Loin d'être une relique poussiéreuse du passé, la souveraineté appelle une renaissance conceptuelle : non plus comme une autarcie illusoire ou une indépendance absolue, mais comme un équilibre dynamique, cet art subtil de naviguer entre les archipels transnationaux, les continents virtuels et les océans géopolitiques de notre époque. Il s'agit de repenser la souveraineté comme un « équilibre souverain », cette quête à la fois philosophique et pratique qui guide les États dans leur danse complexe au sein d'un monde interdépendant.
La souveraineté classique : une géométrie du pouvoir
Historiquement, la souveraineté s'est cristallisée autour d'une conception géographique et presque géométrique de l'espace, dessinant sur la carte du monde des frontières nettes comme des traits de plume sur un parchemin. Selon la définition classique issue du droit international, notamment ciselée par les traités de Westphalie en 1648, un État souverain détient un pouvoir exclusif sur son territoire et sa population, tel un monarque absolu dans son royaume, sans qu'aucune autre entité – qu'elle soit un autre État, une institution ou une puissance étrangère – ne puisse légitimement y imposer sa volonté. Cette vision, qui puise ses racines dans les luttes de pouvoir européennes de la fin de la Renaissance, repose sur une idée de division claire et nette du monde en unités territoriales distinctes, chacune gouvernée par un pouvoir autonome comme autant d'îles souveraines sur l'océan de l'histoire.

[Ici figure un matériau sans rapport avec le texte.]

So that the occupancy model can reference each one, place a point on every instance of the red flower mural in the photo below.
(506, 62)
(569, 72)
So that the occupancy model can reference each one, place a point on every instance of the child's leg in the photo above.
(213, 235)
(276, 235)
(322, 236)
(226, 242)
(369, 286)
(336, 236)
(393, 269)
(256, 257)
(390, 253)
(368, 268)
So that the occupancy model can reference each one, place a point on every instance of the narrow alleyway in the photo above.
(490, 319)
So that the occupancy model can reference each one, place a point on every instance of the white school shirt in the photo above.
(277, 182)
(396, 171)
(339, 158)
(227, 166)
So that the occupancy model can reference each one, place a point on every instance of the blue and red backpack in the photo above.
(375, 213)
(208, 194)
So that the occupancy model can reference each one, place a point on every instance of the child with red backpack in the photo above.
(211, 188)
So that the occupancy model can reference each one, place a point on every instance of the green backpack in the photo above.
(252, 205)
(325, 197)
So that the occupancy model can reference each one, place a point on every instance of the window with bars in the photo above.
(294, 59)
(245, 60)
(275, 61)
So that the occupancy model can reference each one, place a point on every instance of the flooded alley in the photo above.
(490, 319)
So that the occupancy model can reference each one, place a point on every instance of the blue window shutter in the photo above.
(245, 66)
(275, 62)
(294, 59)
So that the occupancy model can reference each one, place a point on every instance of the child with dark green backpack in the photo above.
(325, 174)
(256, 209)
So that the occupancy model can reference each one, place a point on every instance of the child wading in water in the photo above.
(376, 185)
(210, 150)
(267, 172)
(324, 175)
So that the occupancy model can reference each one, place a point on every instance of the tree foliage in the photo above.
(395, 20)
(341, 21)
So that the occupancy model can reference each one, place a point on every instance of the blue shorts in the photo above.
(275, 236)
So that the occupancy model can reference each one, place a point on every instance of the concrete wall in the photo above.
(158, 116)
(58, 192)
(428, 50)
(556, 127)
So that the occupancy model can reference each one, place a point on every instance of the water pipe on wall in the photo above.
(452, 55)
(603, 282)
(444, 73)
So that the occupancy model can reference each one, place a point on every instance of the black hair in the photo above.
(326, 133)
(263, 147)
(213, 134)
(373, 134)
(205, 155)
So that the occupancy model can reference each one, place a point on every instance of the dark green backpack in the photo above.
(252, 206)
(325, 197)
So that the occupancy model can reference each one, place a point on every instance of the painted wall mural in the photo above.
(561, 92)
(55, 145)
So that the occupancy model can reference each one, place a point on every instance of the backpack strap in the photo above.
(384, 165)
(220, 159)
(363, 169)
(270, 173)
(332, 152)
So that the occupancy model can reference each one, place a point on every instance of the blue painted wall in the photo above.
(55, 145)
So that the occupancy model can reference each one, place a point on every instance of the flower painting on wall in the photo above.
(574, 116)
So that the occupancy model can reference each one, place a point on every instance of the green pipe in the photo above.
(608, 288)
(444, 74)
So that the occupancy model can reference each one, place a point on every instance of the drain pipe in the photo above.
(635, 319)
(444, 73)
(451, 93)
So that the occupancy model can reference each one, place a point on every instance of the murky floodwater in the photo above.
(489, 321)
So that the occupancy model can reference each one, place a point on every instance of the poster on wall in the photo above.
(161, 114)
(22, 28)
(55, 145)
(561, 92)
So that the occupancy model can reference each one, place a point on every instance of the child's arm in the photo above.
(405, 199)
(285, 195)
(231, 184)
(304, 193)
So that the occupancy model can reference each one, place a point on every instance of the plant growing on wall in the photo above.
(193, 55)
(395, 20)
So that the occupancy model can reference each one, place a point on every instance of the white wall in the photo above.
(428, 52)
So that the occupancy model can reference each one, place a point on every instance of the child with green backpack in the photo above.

Cette conception, bien que séduisante dans sa simplicité cristalline, s'inscrit dans une logique binaire aux accents manichéens : l'intérieur contre l'extérieur, le national contre l'international, l'ami contre l'ennemi. Elle suppose une imperméabilité des frontières et une autonomie quasi absolue des décisions étatiques, comme si chaque nation évoluait dans une bulle hermétique. Philosophiquement, elle reflète une vision hobbésienne du pouvoir, où l'État, tel un Léviathan aux dimensions titanesques, concentre l'autorité pour garantir l'ordre et la sécurité dans un monde perçu comme naturellement chaotique. Mais cette géométrie du pouvoir, si elle a structuré les relations internationales pendant des siècles comme une partition musicale figée, paraît aujourd'hui aussi anachronique qu'une carte routière face aux autoroutes numériques du 21e siècle.
Les limites de la souveraineté classique
Pourquoi cette vision classique de la souveraineté est-elle devenue obsolète, telle une horloge arrêtée dans un monde qui accélère ? Trois dimensions principales fissurent ses fondations jadis inébranlables : l'émergence d'un espace transnational aux contours flous, l'avènement vertigineux du cyberespace et l'intensification des interdépendances géopolitiques qui tissent désormais une toile d'araignée planétaire.
L'espace transnational : l'horizon onusien
Le premier défi à la souveraineté classique réside dans l'existence d'un espace transnational aux dimensions éthérées, que l'on pourrait qualifier, pour simplifier, d'horizon onusien. Cet espace, incarné par le droit international, les conventions multilatérales et les institutions comme l'Organisation des Nations unies, transcende les frontières étatiques tel un souffle qui traverse les montagnes. La Charte des Nations unies, les traités sur les droits humains, le droit humanitaire ou encore les accords climatiques tissent une toile de normes qui s'appliquent au-delà des volontés nationales, créant une nouvelle géographie morale du monde. Ces cadres juridiques et moraux dessinent une forme de souveraineté partagée, où les États acceptent – volontairement ou sous la pression des circonstances – de céder une partie de leur autonomie jalousement gardée pour participer à un ordre global en gestation.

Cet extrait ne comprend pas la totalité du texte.